Shattering a Western myth
For centuries, Tibet has fascinated and inspired many fantasy novels and stories. Its remoteness and the exotic beauty of Buddhism fuel the Western imagination. But this myth should not obscure the reality, two Europeans said in an article.
Serge Pairoux, secretary-general of the Belgium-China Cultural Center, and Henri Lederhandler, vice-chairman of the Belgium-China Economic and Commercial Council, recalled Tibet's history.
Before 1949, serfdom was considered legal and the theocracy tried to preserve their privilege through conspiracies and intrigues. The slaves could be sold, bought, exchanged, and used as oxen and horses.
In 1950, the People's Liberation Army, which had just liberated most of the country after having helped to oust the Japanese occupiers, initiated a series of reforms, the most important of which was the abolition of serfdom. Hundreds of thousands of slaves became "human beings" again.
In the 1980s enormous effort was made to recover the damages done during the "cultural revolution" (1966-1976). The monasteries were reconstructed and monks returned.
A boost was given to economic development. Tibet was connected to the outside world thanks to a railway line that links Lhasa with inland and allows the import and export of vital goods.
Life expectancy has increased by more than 10 years in a few years. Access to health care is becoming more widespread. New schools and higher educational institutions are open. Significant investments are being made in the region to modernize and integrate Tibet's economy throughout the country.
In addition, the emphasis is on protection of the environment through the establishment of nature reserves and the use of renewable energy sources. In short, all the economic indicators have shown the living standard of Tibetans has never been as high as today.
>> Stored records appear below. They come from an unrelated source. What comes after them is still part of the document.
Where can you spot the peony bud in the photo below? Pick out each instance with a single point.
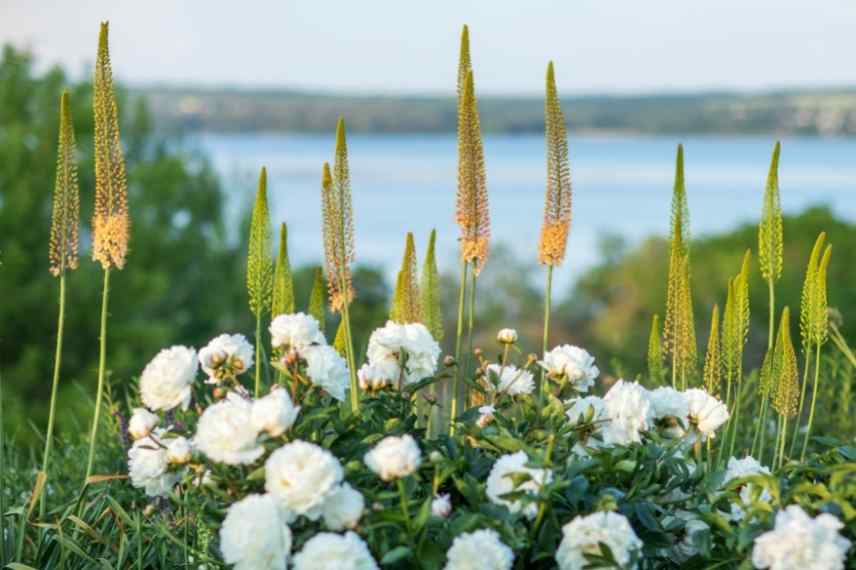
(142, 422)
(507, 336)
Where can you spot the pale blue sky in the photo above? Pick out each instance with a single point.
(405, 46)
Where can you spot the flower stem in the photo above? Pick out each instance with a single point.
(738, 402)
(102, 364)
(258, 354)
(762, 439)
(352, 361)
(813, 400)
(453, 411)
(54, 386)
(471, 309)
(548, 289)
(772, 313)
(775, 462)
(402, 495)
Many problems remain to be resolved in Tibet as in the rest of China, both in the economic and cultural fields. But according to the IMF and the World Bank, China has managed to pull 350 million people out of poverty in 20 years, which included hundreds of thousands of Tibetans.
The events currently taking place in Tibet and some other countries are clearly initiated by the Dalai Lama and his immediate entourage. Through the biased media coverage, they created disorder in international public opinion by taking hostage the Beijing Olympic Games and threatening stability in the region. This is unacceptable.
It is also unacceptable that once again those "eloquent speakers" set themselves up as judges and give lessons to China.